In Turkey, thousands of electricity workers took spontaneous strike action to protest worsened working conditions agreed by the Tes-Is union. In Canada, miners at Vale in Sudbury, Ontario, went on strike for two months after rejecting a union-backed contract which down-scaled workers.

This development of the class struggle has implications for the election campaign in Germany. All of the country’s parliamentary parties are responding to growing resistance from workers by closing ranks and forming a common front. They all supported the so-called Corona bailouts last year, which handed out hundreds of billions to corporations and the super-rich. Now they are all in favour of squeezing those billions back out of the working class through social cuts, austerity measures, debt brakes, etc. At the same time, the military budget is being further increased.

A key role in this all-party front against the working class is played by the trade unions.

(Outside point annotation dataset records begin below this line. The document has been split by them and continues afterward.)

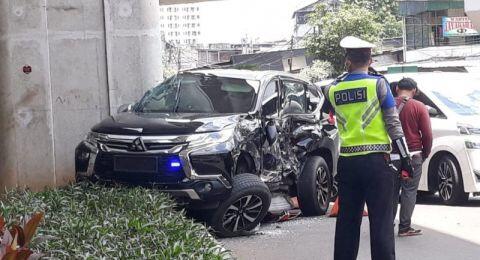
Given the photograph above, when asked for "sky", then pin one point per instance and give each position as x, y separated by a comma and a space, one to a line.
228, 21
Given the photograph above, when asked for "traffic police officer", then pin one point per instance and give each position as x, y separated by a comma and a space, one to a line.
368, 125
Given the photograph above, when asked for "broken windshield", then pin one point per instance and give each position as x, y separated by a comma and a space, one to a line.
199, 93
464, 101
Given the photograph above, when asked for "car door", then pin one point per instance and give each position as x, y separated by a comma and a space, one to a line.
271, 152
293, 114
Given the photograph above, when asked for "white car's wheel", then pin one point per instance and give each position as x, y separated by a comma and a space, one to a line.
449, 181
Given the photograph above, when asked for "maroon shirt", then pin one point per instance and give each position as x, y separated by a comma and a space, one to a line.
416, 126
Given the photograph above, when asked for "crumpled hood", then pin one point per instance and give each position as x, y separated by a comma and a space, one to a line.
164, 123
470, 122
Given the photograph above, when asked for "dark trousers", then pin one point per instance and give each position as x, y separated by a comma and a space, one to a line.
408, 197
365, 179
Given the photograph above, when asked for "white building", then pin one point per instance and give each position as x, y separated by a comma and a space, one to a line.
302, 26
472, 8
180, 24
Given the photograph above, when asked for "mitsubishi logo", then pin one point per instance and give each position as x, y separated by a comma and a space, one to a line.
138, 145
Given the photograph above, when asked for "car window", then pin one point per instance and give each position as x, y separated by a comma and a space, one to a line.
464, 103
270, 99
294, 101
313, 99
198, 93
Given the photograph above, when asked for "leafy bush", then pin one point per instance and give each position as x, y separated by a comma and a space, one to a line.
88, 221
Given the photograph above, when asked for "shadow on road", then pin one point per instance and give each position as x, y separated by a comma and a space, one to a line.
435, 200
312, 238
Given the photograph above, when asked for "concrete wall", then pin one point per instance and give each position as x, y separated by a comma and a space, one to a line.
472, 8
87, 58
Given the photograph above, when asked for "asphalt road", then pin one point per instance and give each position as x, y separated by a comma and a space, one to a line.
449, 233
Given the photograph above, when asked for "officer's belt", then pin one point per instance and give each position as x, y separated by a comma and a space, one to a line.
366, 148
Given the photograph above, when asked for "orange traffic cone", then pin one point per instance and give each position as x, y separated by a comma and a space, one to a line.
334, 211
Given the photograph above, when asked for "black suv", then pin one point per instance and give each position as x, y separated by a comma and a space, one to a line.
222, 140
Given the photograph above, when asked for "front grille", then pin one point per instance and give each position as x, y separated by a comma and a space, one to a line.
127, 146
211, 164
138, 169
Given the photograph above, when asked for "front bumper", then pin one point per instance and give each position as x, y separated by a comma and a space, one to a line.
95, 162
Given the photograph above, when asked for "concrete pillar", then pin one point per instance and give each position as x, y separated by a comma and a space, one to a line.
134, 48
472, 8
86, 58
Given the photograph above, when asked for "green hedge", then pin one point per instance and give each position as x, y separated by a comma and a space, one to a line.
92, 222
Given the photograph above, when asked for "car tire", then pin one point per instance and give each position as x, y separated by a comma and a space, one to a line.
246, 206
449, 181
314, 187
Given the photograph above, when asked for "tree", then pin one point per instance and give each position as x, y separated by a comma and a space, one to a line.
333, 25
381, 7
319, 70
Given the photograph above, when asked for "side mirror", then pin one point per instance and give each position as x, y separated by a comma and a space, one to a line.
125, 108
432, 111
271, 133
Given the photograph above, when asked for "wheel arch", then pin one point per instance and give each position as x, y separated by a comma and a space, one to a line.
245, 159
432, 177
326, 154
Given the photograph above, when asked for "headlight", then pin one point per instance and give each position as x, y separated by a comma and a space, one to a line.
468, 129
472, 145
210, 138
93, 137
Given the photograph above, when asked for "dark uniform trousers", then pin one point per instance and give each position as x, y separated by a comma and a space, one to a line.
365, 179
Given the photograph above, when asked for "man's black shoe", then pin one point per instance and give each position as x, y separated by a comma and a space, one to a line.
408, 232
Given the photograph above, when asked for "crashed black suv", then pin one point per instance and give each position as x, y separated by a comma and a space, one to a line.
223, 140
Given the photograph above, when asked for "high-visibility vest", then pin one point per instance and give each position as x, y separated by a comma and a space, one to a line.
360, 119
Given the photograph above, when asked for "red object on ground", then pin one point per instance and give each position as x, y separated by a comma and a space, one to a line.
334, 211
405, 175
331, 118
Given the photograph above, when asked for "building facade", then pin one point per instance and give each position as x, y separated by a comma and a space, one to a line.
180, 24
472, 7
437, 23
301, 16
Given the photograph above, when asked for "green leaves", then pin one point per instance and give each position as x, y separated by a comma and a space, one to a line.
92, 222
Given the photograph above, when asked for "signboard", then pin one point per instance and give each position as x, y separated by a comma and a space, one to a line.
458, 26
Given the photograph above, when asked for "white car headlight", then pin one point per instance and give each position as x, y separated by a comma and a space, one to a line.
211, 138
472, 144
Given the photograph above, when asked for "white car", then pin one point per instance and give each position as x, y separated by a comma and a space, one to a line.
453, 99
453, 168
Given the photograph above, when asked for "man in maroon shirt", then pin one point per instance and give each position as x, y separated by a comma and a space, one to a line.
418, 132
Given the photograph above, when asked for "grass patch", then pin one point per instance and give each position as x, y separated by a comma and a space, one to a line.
91, 222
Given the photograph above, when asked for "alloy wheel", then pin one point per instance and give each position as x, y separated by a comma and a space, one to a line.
242, 213
323, 193
445, 182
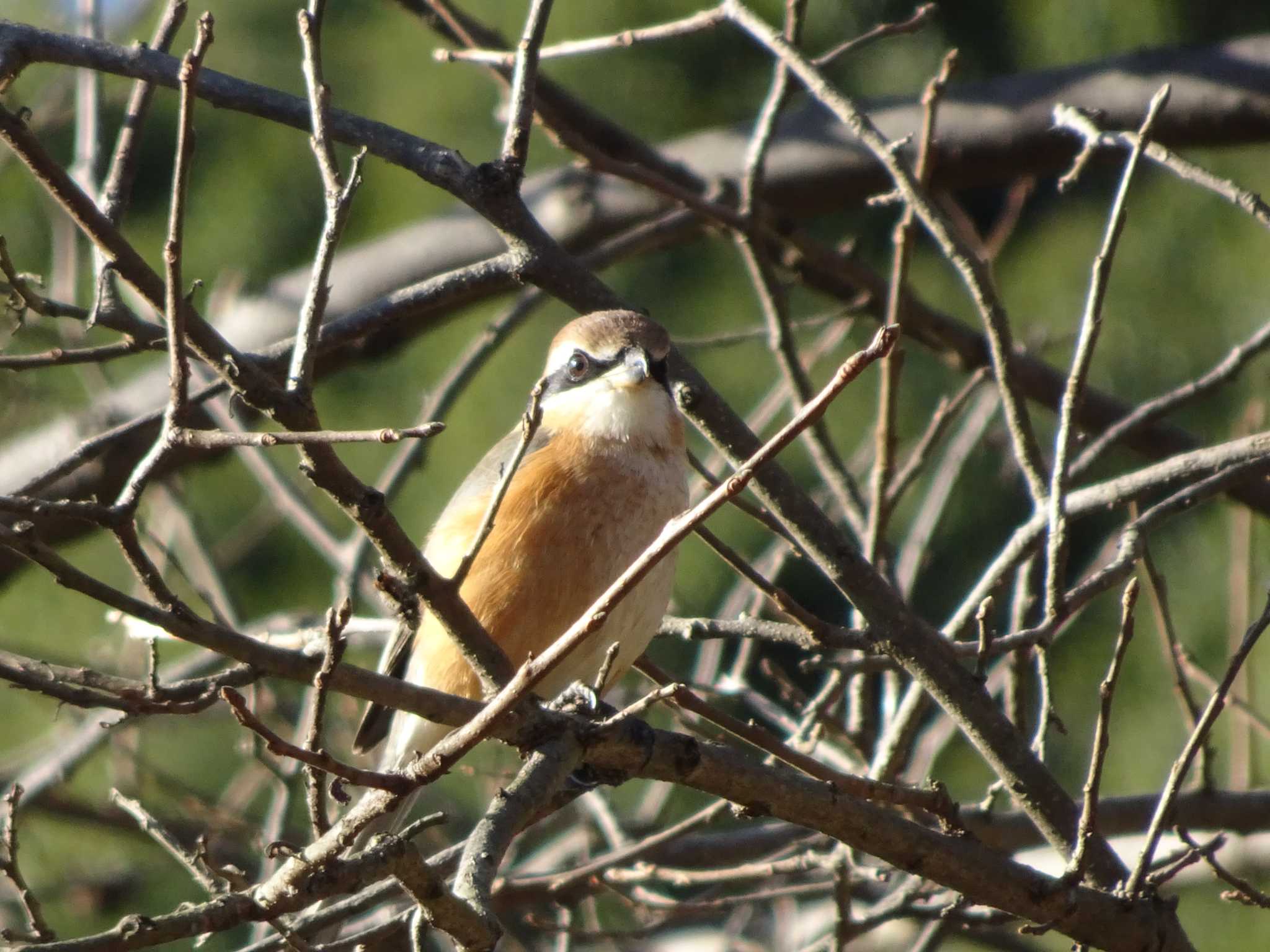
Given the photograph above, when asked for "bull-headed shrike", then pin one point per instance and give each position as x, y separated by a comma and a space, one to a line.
602, 475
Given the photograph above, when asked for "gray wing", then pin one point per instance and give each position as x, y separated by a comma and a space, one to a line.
479, 483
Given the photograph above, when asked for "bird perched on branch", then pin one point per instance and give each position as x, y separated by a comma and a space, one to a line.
602, 475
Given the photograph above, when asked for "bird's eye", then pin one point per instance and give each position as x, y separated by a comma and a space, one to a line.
577, 366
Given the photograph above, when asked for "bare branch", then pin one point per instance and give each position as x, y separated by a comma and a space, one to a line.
1169, 796
1091, 323
31, 907
1101, 733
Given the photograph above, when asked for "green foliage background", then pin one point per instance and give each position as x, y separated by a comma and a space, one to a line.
1189, 283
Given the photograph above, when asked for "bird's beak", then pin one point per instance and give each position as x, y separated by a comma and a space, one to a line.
634, 369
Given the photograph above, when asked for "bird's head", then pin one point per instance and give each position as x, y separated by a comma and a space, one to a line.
606, 380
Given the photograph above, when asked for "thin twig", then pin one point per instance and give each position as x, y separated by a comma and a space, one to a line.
31, 907
1174, 651
695, 23
225, 439
197, 870
918, 19
1101, 735
338, 197
934, 801
1091, 323
888, 381
1244, 891
530, 423
941, 418
1156, 408
319, 759
538, 781
520, 113
974, 273
1082, 123
178, 362
315, 785
1169, 796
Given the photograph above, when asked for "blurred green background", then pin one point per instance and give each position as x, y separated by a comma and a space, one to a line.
1188, 284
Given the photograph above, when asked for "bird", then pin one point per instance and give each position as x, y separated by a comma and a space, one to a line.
605, 471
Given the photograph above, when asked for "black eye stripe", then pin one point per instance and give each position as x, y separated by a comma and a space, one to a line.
562, 379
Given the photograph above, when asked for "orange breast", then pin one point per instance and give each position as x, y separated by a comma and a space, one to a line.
575, 516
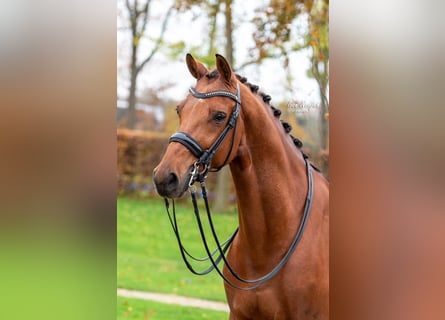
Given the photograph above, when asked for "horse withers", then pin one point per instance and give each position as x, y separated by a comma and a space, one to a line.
278, 263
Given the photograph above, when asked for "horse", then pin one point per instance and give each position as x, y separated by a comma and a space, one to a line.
226, 120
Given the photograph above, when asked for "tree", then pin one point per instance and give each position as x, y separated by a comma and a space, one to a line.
138, 18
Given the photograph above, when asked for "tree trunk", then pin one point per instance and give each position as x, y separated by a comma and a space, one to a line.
131, 112
223, 184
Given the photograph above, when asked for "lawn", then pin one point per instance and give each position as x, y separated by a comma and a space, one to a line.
148, 257
140, 309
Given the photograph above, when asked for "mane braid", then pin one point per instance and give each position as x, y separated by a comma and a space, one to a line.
267, 98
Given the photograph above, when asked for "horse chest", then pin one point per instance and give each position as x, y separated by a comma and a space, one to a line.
257, 305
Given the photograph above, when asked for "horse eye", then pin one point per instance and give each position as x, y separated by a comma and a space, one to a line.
219, 117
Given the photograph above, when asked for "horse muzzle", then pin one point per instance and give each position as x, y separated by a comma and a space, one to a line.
170, 184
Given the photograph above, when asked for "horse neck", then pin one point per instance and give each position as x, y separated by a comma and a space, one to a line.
270, 180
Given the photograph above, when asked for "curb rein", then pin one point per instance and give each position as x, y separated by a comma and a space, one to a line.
204, 158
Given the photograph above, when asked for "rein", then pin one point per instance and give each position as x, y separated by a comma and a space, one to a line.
204, 159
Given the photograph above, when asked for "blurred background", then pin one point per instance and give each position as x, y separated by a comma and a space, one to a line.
282, 46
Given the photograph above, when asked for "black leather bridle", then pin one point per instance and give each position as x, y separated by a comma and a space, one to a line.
205, 155
204, 159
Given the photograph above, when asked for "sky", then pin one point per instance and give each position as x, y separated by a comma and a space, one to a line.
269, 75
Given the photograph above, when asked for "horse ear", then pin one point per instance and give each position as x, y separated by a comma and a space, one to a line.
223, 68
196, 68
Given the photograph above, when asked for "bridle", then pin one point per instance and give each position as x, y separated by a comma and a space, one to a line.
197, 174
205, 155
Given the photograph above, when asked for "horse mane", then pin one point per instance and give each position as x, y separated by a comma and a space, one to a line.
276, 112
265, 98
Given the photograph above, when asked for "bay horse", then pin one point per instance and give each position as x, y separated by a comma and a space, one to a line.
276, 189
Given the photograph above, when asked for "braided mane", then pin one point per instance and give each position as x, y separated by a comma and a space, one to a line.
276, 112
266, 98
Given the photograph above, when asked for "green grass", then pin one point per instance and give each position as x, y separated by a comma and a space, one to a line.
141, 310
148, 255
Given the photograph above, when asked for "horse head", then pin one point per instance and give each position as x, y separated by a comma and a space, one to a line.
209, 132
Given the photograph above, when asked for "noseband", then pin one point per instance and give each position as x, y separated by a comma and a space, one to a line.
204, 158
205, 155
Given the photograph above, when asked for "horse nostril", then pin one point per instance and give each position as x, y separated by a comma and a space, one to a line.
172, 181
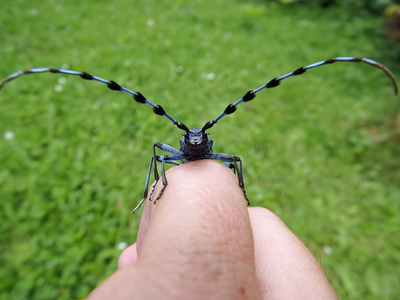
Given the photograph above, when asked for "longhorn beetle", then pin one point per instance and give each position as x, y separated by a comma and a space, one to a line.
196, 143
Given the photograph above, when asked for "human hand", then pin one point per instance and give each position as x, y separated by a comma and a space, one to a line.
202, 242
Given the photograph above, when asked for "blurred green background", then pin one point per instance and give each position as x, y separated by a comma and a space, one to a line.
322, 150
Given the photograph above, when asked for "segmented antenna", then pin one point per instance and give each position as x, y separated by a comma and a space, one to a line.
250, 95
112, 85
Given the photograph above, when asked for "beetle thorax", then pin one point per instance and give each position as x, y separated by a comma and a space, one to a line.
195, 144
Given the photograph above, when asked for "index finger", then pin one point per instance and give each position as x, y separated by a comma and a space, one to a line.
200, 224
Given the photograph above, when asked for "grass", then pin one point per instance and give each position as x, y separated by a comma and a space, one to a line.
321, 150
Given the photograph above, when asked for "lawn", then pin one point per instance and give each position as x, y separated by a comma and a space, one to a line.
321, 150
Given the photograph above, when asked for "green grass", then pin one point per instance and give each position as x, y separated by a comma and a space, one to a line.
321, 150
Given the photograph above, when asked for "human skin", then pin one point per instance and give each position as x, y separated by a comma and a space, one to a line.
201, 241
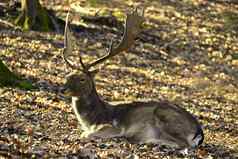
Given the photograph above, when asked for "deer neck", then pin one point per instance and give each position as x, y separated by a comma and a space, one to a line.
95, 110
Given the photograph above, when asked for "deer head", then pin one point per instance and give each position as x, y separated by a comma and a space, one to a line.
81, 83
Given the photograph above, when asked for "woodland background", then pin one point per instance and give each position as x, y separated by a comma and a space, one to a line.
187, 54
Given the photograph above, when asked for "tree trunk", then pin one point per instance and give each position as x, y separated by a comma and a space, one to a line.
7, 78
34, 17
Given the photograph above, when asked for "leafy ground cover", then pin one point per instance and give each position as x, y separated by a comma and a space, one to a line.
187, 54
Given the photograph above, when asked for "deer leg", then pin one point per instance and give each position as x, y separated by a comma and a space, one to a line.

They are trying to prove to the corporations and the government that they are best placed and have the best plans for defending big business interests in the global struggle for market share and profits. They want to convince executives that profits and share prices will rise faster if they work closely with the unions.

In doing so, they are using their extensive apparatus of functionaries, including works councils and shop stewards, to suppress any serious struggle to defend jobs, wages and social standards. This strategy includes phoney protests that only serve to spread frustration, and local based campaigns that divide and pit workers against one other. The unions, however, are less and less able to control and suppress the growing resistance in factories.